In the early morning hours on Sunday June 25, 1975 at China Camp State Park, firefighter Vinc Turrini encountered a blazing old sewage cistern/barbeque pit. Since it was common for hunters to roast deer in those pits, Turrini did not suspect anything nefarious and proceeded to toss ashes over the low wall and douse the surrounding area with water to extinguish the blaze. It took a week for authorities to discover something was amiss and decided to revisit the site, “accompanied by Dr. Rodger Hagler, a professor of physical anthropology at San Francisco State University and an expert at identifying skeletal remains.”

Not long thereafter, both Chuck and Marlene were arrested. It did not take long for Chuck to break down and confess to the crimes, claiming Marlene had encouraged him to carry out the killings. Ultimately, Chuck Riley was charged with two counts of first-degree murder and sentenced to death on January 26, 1976. Marlene Olive, who was just 16 years old at the time of the crimes, denied her involvement in the murder of her parents. Represented by Terrence Hallinan, son of famed radical lawyer Vincent Hallinan, Marlene was tried as a juvenile and sent to the California Youth Authority at Ventura (also referred to as the Ventura School) for a period of four to six years.

In 1976, the Supreme Court of California deemed the death penalty statute unconstitutional and Chuck Riley’s death sentence was commuted to two concurrent life sentences with the possibility of parole after seven years. He was transferred from San Quentin to the Men’s Correctional Facility in San Luis Obispo, where he voluntarily participated in behavioral programs and earned his GED, associate, and bachelor degrees. Once eligible, Chuck applied for parole on at least a dozen different occasions and was denied each time. After appealing a denied parole decision in 2011, he earned a new parole hearing on the basis that the parole board failed to consider his age, the lack of evidence demonstrating his continued threat to the community, and that his sentence was unconstitutionally excessive. For the first time, Chuck won his appeal. The victory was short-lived, however, when Governor Jerry Brown reversed the parole board’s decision on February 6, 2015. The defeat did not deter Chuck, who appealed the Governor’s reversal, and on December 3, 2015, the California Court of Appeal for the First District officially vacated the reversal. Five days later, Chuck Riley was granted parole.

Marlene, in contrast, continued to pursue a life of crime. Months shy of her release from the California Youth Authority at Ventura, she hopped a fence and fled to New York City, where she found work as a prostitute and again, immersed herself in drugs. Marlene was eventually arrested in 1979, returned to California to finish her sentence, and was released as a 21-year-old in 1980. She moved to the Los Angeles area, changed her name several times, and was arrested on at least seven different occasions for a variety of crimes, including forgery, drugs, fraud, and theft. In 1986, she was arrested in Los Angeles for orchestrating a large counterfeiting and forgery ring.
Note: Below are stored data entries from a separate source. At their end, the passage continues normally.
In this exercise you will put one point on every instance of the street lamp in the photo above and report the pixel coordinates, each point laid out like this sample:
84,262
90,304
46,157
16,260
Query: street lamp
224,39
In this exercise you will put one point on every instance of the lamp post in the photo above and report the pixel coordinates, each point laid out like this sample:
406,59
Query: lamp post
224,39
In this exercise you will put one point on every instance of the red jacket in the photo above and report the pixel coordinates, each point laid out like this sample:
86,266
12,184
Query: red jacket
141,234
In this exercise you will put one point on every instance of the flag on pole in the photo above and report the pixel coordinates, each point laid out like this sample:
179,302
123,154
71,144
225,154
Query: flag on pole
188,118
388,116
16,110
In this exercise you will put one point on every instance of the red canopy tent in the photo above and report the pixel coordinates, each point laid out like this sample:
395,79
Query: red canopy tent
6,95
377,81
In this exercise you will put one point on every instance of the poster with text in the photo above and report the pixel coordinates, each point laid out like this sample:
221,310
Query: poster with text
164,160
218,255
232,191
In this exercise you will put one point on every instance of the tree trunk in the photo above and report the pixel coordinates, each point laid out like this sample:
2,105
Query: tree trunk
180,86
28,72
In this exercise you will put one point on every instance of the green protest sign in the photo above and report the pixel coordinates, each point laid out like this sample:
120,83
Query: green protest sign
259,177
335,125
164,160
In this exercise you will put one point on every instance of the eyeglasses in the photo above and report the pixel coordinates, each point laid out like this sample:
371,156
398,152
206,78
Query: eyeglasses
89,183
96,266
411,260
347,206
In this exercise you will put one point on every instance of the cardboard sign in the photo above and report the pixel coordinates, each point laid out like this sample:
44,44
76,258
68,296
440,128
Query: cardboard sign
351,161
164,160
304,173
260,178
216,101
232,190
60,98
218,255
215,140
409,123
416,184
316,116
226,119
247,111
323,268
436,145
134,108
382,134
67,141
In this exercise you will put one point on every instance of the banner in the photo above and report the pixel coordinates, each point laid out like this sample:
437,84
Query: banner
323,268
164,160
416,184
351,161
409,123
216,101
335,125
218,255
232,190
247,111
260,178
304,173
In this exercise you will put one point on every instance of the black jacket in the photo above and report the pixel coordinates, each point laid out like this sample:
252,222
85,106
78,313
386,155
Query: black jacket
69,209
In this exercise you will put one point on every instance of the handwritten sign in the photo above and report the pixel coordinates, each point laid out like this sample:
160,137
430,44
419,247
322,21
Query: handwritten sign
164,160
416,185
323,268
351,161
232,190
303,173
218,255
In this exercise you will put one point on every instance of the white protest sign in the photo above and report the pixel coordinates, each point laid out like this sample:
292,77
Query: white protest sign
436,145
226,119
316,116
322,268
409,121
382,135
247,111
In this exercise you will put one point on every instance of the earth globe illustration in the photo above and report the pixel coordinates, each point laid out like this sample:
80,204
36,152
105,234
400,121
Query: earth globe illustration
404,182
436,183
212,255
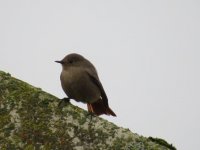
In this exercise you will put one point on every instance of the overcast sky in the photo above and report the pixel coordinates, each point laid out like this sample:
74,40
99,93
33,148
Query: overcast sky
146,53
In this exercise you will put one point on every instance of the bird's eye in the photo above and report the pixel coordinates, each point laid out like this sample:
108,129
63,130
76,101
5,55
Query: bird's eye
71,61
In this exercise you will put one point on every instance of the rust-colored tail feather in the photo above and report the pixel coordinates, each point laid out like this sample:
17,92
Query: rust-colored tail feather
99,108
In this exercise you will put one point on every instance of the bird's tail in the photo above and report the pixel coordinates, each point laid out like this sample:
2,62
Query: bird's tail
99,108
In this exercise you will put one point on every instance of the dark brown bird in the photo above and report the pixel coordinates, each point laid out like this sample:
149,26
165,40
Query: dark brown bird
80,81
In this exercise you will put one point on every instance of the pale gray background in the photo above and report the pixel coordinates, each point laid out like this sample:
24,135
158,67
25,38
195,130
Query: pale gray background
146,54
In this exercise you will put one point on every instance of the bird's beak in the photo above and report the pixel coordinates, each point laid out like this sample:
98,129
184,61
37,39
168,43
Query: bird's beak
61,62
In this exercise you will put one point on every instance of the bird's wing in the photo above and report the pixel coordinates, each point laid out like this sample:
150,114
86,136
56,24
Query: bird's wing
94,77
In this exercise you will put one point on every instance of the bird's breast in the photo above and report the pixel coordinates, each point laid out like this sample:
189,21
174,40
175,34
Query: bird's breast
77,85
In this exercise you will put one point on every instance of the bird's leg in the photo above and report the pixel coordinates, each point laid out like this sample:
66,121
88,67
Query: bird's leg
90,115
63,101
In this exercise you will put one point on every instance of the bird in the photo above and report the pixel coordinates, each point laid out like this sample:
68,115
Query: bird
80,81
A 1992 Los Angeles Times article described Marlene as “the queen of the ‘trashers’…a woman who could take a voided check or bank statement culled from a trash dumpster and turn it into a lucrative enterprise.” Marlene Olive’s current whereabouts are unknown.
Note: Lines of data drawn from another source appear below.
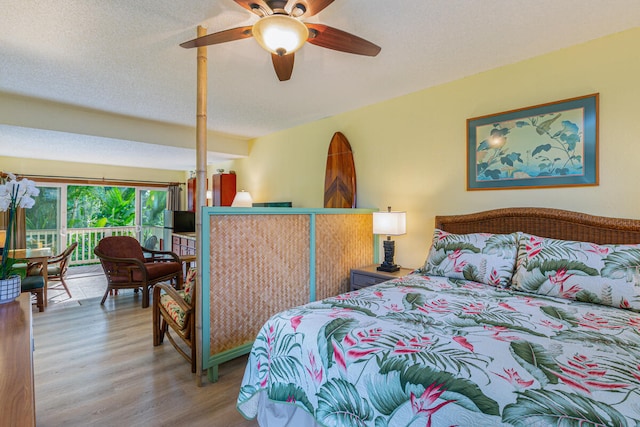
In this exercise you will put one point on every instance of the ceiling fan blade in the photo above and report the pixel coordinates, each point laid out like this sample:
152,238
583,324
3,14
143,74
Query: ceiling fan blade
283,65
259,7
332,38
219,37
311,7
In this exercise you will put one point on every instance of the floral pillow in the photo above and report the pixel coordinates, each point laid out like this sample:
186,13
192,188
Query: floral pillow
480,257
582,271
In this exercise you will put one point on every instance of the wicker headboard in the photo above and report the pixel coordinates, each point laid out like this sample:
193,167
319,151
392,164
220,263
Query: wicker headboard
545,222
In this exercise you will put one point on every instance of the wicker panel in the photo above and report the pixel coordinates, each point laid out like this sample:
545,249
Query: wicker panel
343,242
254,260
545,222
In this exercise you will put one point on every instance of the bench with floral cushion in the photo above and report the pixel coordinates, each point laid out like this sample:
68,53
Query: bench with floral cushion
174,312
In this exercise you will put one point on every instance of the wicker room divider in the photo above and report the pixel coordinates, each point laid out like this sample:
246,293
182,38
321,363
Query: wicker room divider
259,261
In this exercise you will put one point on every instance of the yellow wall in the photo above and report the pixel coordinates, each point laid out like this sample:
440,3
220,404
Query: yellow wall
410,152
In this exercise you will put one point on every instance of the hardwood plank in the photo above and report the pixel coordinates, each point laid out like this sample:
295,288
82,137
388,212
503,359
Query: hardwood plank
96,365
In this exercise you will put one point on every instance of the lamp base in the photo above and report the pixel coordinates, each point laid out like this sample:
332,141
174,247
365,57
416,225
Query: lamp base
388,268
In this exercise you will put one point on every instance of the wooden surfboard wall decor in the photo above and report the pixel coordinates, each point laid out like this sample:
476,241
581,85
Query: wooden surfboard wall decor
340,176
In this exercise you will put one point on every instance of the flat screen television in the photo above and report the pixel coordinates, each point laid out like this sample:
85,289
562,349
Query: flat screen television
184,222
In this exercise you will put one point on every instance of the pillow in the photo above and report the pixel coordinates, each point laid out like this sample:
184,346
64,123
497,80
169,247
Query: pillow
582,271
480,257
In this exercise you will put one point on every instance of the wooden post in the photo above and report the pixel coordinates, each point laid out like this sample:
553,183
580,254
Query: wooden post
201,191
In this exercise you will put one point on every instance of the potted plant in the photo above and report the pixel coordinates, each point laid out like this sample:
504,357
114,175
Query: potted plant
14,194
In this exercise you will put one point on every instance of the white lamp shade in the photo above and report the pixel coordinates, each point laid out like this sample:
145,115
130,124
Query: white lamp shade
242,200
280,34
390,223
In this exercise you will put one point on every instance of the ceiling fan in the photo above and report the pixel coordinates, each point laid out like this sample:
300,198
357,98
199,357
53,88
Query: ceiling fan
281,32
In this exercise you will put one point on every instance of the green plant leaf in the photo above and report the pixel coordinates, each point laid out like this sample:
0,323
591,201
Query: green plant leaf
281,392
336,329
340,404
466,393
537,360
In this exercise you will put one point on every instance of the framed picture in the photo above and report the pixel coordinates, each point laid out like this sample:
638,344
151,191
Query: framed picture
548,145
The couple briefly reunited in 1981, when Levine accompanied Marlene to visit Chuck in San Luis Obispo. At one point during their visit, Chuck asked Marlene what she was thinking about, to which she responded, “I was just thinking what had gone down. We just lost our marbles.”
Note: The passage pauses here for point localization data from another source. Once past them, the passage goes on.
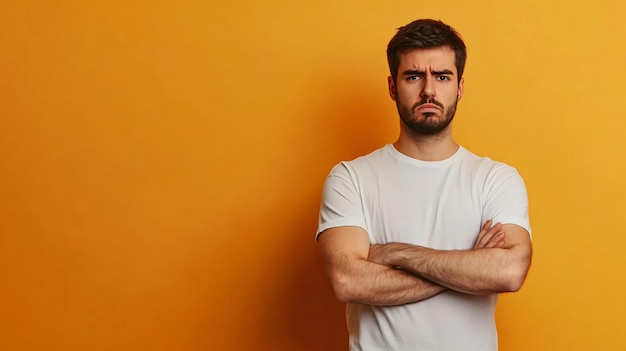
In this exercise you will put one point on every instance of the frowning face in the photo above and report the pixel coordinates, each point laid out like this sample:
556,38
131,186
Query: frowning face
427,90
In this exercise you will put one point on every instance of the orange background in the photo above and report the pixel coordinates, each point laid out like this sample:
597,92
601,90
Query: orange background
161,164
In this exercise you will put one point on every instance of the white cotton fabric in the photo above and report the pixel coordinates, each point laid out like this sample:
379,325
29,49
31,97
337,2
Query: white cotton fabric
440,205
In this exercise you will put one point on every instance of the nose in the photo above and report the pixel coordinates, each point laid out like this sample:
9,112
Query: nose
428,90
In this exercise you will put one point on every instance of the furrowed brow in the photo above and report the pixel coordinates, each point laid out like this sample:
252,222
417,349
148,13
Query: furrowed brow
413,72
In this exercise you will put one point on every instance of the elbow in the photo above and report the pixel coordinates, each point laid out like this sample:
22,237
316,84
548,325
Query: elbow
515,278
343,289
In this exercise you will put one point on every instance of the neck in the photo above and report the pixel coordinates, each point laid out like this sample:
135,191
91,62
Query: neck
427,147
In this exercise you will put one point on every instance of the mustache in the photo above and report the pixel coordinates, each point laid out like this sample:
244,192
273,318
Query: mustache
427,101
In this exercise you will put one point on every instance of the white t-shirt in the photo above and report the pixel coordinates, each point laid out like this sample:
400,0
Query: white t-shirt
440,205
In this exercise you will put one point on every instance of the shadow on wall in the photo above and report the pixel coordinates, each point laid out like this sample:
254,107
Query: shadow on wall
346,124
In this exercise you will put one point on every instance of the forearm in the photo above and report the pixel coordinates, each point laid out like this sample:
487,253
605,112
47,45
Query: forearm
361,281
475,271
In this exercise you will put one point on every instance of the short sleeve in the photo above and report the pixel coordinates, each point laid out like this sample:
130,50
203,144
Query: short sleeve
341,201
506,199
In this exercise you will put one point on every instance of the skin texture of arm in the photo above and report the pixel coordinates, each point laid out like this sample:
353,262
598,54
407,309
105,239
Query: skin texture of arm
481,270
344,255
Richard M. Levine earned positive reviews with his chilling reconstruction of the Olive murders, with Kirkus Reviews (1982) declaring it “a first-class study of a set of American dreams gone wrong.” Over time, order was restored in Terra Linda with renewed hope in the American dream. Still, some things remain the same. Whether it’s Marin County, Kansas, or the Victorian streets of London, stories that explore the darker side of humanity continue to fascinate. The success of Capote, Levine, and countless other true crime writers lies in their ability to find the sweet spot between journalism and creative writing, convincing readers that fact is, indeed, stranger than fiction.